JD Sports has branched into the wholesale market over the past 12 months, launching its private label Supply & Demand on retailers including Zalando, Very and Urban Celebrity. Womenswear brand Pink Soda launched on Very in the autumn.
The retailer also announced plans to upsize its Brighton store into a 16,500 sq ft superstore.
However, it was not completely smooth sailing for JD Sports. It has been forced to defend its proposed merger with rival Footasylum over concerns from watchdog the Competition and Markets Authority that it will damage competition.
This year heralded more store closures, administrations and redundancies.
House of Fraser – hanging in the balance
House of Fraser has struggled to keep its head above water in 2019, and its administration was extended for a further 12 months in August, just weeks after Sports Direct owner Mike Ashley branded its problems as “nothing short of terminal in nature”.
In its delayed annual results, Sports Direct Group said: “If we had the gift of hindsight, we might have made a different decision in August 2018.”
The group reported rising revenue and profits in its half year results to 27 October 2019, as a result of its acquisitions. Group revenue rose by 14% to £204.5m following a 79.2% jump in sales from premium lifestyle and a 6.2% increase in UK sports retail sales.
However, if acquisitions are excluded, group revenue fell by 6.4% during the period. In the results Ashley backpedalled on his previous comments regarding House of Fraser, to say that thanks to Sports Direct the department store chain’s future was ”hopefully ‘bright’”.
Jack Wills – Sports Direct shrinks its footprint
The preppy British lifestyle brand, once hugely popular among university students, faced a “cash crunch” this summer following tough spring trading. It was then sold to Sports Direct for £12.8m in a pre-pack administration deal in August.

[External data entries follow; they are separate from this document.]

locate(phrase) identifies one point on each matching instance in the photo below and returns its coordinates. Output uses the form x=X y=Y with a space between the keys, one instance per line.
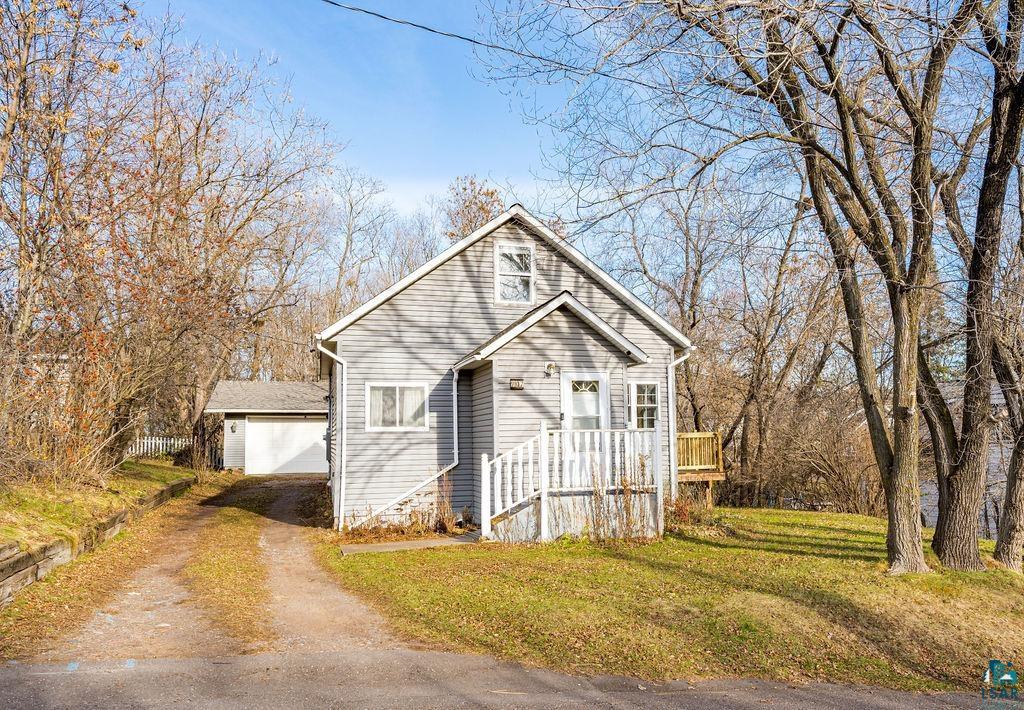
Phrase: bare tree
x=853 y=91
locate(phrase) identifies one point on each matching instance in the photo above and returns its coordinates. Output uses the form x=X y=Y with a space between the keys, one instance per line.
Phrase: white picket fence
x=150 y=447
x=564 y=461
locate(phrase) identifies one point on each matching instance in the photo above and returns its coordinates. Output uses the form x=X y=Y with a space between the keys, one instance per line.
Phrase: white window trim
x=603 y=395
x=633 y=403
x=425 y=386
x=532 y=272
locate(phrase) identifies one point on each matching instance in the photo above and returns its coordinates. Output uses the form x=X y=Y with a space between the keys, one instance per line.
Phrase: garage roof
x=244 y=397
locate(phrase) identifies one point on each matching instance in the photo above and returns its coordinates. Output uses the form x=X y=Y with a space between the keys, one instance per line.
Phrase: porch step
x=357 y=548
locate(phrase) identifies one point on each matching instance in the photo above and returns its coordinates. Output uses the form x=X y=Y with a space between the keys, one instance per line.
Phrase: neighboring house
x=456 y=369
x=272 y=427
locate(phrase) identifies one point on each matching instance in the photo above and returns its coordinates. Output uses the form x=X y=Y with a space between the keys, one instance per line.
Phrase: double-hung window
x=644 y=405
x=397 y=407
x=514 y=273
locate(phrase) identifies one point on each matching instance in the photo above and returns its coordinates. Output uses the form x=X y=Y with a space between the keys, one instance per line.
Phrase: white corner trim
x=573 y=254
x=569 y=301
x=425 y=386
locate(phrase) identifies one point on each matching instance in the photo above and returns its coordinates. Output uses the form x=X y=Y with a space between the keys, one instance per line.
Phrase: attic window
x=514 y=273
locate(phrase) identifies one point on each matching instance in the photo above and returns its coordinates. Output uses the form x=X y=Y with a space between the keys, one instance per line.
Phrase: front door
x=586 y=408
x=585 y=401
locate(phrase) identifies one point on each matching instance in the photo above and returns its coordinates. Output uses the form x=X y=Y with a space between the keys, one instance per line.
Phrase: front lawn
x=763 y=593
x=39 y=511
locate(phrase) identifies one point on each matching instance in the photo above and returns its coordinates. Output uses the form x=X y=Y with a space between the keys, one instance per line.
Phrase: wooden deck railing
x=699 y=456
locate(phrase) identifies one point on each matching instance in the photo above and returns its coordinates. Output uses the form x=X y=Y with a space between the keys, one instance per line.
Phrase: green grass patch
x=40 y=511
x=762 y=593
x=59 y=604
x=226 y=572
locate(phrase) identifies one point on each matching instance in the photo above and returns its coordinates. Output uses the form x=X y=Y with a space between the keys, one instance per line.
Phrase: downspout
x=338 y=482
x=673 y=444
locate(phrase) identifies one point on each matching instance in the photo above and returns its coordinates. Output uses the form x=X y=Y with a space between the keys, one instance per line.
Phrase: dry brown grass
x=56 y=607
x=39 y=510
x=226 y=572
x=773 y=594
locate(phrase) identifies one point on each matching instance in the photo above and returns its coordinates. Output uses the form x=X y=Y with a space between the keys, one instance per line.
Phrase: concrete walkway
x=333 y=651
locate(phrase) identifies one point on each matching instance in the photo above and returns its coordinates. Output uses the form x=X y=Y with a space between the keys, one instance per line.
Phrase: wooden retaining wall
x=19 y=569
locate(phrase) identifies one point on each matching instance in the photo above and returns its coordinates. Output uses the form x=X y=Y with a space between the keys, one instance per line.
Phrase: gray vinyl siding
x=235 y=444
x=571 y=344
x=462 y=477
x=482 y=427
x=419 y=334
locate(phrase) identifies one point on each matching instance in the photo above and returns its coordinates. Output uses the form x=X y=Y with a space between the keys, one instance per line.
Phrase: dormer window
x=514 y=273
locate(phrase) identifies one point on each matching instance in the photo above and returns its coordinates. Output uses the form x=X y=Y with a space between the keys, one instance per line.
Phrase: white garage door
x=286 y=445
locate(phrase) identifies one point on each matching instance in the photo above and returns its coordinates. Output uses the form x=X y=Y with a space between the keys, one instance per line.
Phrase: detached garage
x=272 y=427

Sports Direct has since shut eight Jack Wills stores and said more closures are likely if it cannot secure lower rents across the remaining portfolio. Chief executive Suzanne Harlow also departed over the summer following Sports Direct’s takeover.
Mothercare – the end of an era
The British mother and baby retailer is expected to wind down its UK business by February 2020 after appointing administrators in November this year. All of Mothercare’s 79 stores are expected to close, which will result in 2,500 job losses.
Business rates and rent prices, in addition to a decline in sales, are all part of the issues facing the retailer. An outdated business model and failure to invest in online retail have also contributed to its downfall.
However, the business has signed an exclusive franchise deal with Boots UK. The Mothercare product range will be made available in larger Boots stores across the UK, including Mothercare shop-in-shops over time, as well as online at boots.com. The proposed partnership will be for an initial period of five years.